Ansgar Kundinger, der „Mobilitätsbeauftragte“ der Stadt, stellte seine Konzeption jetzt den Stadträten im Technischen Ausschuss vor. Der konzeptionelle Grundgedanke lautet: Wenn in diesem Quartier alternative Mobilitätsformen angeboten werden, brauchen die Bewohner weniger Autos, damit müssen weniger Flächen für Parkplätze freigehalten werden. Das wiederum senkt die Mietkosten und ermöglicht eine hohe Lebens- und Aufenthaltsqualität in den Straßen und Grünanlagen des stark autoreduzierten Quartiers.
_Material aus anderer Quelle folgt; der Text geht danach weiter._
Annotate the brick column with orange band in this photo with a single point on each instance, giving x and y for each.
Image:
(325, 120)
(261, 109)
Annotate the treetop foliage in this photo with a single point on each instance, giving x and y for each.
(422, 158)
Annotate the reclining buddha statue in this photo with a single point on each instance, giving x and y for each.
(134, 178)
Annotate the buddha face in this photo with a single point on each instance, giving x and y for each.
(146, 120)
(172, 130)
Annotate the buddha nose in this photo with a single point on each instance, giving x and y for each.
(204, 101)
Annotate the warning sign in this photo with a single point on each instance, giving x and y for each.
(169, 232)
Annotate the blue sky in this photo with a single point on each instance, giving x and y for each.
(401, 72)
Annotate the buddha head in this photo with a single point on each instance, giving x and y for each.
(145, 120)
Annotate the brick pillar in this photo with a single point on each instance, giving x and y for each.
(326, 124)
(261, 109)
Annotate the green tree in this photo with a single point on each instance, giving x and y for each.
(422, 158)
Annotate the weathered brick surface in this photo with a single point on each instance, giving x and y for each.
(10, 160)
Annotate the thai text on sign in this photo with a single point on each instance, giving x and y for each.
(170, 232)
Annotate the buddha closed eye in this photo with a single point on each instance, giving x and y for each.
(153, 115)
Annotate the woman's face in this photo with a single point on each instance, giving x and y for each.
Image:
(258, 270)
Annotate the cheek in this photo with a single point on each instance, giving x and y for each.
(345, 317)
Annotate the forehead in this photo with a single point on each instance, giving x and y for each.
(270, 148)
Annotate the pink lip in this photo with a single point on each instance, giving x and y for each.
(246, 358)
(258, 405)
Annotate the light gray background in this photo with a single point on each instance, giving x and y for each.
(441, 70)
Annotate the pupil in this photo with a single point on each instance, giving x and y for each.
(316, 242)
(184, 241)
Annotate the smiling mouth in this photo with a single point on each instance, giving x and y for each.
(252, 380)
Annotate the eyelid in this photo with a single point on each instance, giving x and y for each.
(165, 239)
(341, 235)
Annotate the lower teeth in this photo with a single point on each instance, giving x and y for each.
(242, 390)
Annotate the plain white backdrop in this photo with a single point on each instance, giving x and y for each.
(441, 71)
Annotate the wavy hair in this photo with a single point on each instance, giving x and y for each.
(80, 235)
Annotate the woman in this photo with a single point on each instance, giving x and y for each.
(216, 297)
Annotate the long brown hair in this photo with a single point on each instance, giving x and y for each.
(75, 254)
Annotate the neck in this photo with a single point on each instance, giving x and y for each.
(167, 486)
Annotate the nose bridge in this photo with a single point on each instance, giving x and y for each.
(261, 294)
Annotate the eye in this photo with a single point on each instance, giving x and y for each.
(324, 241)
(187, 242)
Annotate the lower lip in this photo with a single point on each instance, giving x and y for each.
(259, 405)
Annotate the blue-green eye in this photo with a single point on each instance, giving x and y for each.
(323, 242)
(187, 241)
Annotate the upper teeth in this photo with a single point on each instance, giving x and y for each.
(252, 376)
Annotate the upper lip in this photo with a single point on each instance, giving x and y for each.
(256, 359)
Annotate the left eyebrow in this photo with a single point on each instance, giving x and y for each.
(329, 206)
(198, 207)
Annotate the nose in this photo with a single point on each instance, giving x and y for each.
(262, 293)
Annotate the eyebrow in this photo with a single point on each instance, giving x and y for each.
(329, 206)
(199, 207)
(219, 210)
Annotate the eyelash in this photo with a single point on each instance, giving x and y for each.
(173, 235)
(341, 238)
Doch wie kann man dieses Ziel erreichen? Hier die Vorschläge des Konzepts:

  • Zum einen soll das Quartier besser als bisher an den Öffentlichen Nahverkehr angebunden werden, etwa mit neuen Haltestellen und einer Taktverdichtung sowie den geplanten Bau einer Ringzughaltestelle in der Richthofenstraße.
  • Das Fahrradfahren soll attraktiv gemacht werden: Durch die Einbindung in ein Radwegenetz und durch zahlreiche gesicherte Fahrrad-Stellplätze im Quartier. Hier wären bis zu 2050 Stellplätze in diebstahlsicheren, witterungsgeschützen Boxen mit Lademöglichkeiten für E-Bikes sowie an Fahrradbügeln möglich, die ebenerdig zwischen Haustür und Straße platziert werden.
  • Durch die Einrichtung einer „Mobilitätsstation“ im Quartier, in der die Bewohner Fahrräder, E-Bikes, Lastenräder, E-Tretroller oder Autos (“Car Sharing“) ausleihen können, ließe sich der Stellplatzschlüssel weiter senken. Im Quartier Oberer Brühl könnte dieser Schlüssel von 1,2 Autos pro Haushalt durch die Einrichtung einer „Mobilitätsstation“, so der Vorschlag des Konzepts, auf 0,7 abgesenkt werden. Nach diesem Rechenexempel ließe sich die Zahl von 958 Stellplätzen für Anwohner, Mitarbeiter der Stadt und Besucher auf 648 absenken. Das ergäbe eine enorme Platz- und Kostenersparnis.
  • Verkehrsvermeidung: Für Besucher und Zulieferer sollen Parkplätze an der Kirnacher Straße geschaffen werden. Damit können öffentliche Gebäude des Quartiers wie der Kindergarten, das Standesamt oder die Musikakademie einfach erreicht werden, ohne in das Quartier einzufahren.

„Hellauf begeistert“

Das Konzept stieß auf viel Zustimmung, bei den Grünen sogar auf Euphorie. „Die ganze Fraktion ist hellauf begeistert“, schwärmte Fraktionsvize Ulrike Salat. Das Konzept sei „mutig, zukunftsweisend und zeigt, dass wir in VS nach vorne schauen.“ Zustimmung kam auch von Dirk Gläschig (Freie Wähler): „Das gefällt mir sehr gut. Wichtig ist, dass die Fahrzeuge sichtbar aus dem Quartier draußen bleiben.“ Bernd Lohmiller (SPD) würdigte das Konzept ebenfalls als „sehr zukunftsorientierte Lösung“.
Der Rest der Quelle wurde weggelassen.